Wednesday, September 9, 2009

Wrong Answer for Indonesian Terror

Editor's Note: The following is a guest post by Jamie Morgan. The views expressed are her own.

Indonesian officials announced a plan to tighten anti-terrorist laws, which would allow the government to detain suspects for up to two years. The government claims this will allow them to get more in line with the laws of Western nations. (Are two year detention allowances standard in Western nations now?) Additionally, several of the senior-level government Ministers are seeking an amendment to a terrorism investigation law that would allow non-police forces, including the Indonesian Military (TNI), to conduct anti-terror investigations.

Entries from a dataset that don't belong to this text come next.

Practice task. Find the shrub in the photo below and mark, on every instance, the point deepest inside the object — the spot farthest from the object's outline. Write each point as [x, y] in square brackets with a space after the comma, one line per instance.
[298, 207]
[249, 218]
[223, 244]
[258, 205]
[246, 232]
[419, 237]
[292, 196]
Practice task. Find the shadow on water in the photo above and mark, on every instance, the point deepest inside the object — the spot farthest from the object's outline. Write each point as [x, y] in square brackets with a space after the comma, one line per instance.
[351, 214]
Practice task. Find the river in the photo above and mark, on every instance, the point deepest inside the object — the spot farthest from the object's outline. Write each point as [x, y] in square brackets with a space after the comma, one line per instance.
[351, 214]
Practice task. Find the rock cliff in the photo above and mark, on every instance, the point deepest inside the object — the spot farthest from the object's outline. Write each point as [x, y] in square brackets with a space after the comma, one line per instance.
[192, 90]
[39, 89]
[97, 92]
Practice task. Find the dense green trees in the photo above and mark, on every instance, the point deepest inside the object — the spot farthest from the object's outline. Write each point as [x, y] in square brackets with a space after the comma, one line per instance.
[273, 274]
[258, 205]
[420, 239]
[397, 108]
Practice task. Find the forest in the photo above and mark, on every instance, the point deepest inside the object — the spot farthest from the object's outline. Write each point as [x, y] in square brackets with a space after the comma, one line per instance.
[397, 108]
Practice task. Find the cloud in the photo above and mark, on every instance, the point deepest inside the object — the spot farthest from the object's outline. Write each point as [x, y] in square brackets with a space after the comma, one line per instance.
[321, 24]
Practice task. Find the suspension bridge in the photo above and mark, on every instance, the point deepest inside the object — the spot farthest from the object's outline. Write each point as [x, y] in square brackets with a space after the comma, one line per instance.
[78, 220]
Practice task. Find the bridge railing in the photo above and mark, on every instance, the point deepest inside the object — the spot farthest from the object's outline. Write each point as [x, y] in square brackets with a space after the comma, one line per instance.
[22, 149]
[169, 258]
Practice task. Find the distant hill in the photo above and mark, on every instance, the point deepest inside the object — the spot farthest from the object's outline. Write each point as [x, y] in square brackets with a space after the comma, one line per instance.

All of this is disconcerting for two reasons. First, we are talking about a country that just emerged from a brutal dictatorship 11 years ago. The military was the major instrument of former President Suharto to control the population during his rule, and expanding the military’s powers such a short time after his fall does not send a good message to the population, nor is it a good idea for the fledgling democracy.

Second, and possibly more importantly for the rest of the world, expanding the amount of time the Indonesian government can legally hold terrorism suspects without charge is not going to do anything for its fight against Noordin M. Top’s terrorist group. It actually might harm it. The government needs to focus on identifying the root causes of support for Top’s group among certain areas of the Indonesian population, rather than inflame public opinion against it. The International Crisis Group reports that support among the local population, and even among the less militant terrorist group Jemmah Islamiyah (JI), is not high for Top’s extremist faction. However, if Top’s faction is allowed to continue to infiltrate Islamic boarding schools, it will continue to find the few supporters it needs to plan operations like the July 17 hotel bombing in Jakarta.

Recent revelations connecting Top’s group and various extremist groups in the Middle East and South Asia make all of this even more alarming. Unfortunately, given the lack of general media attention on this issue, I am not hopeful for improvement anytime soon.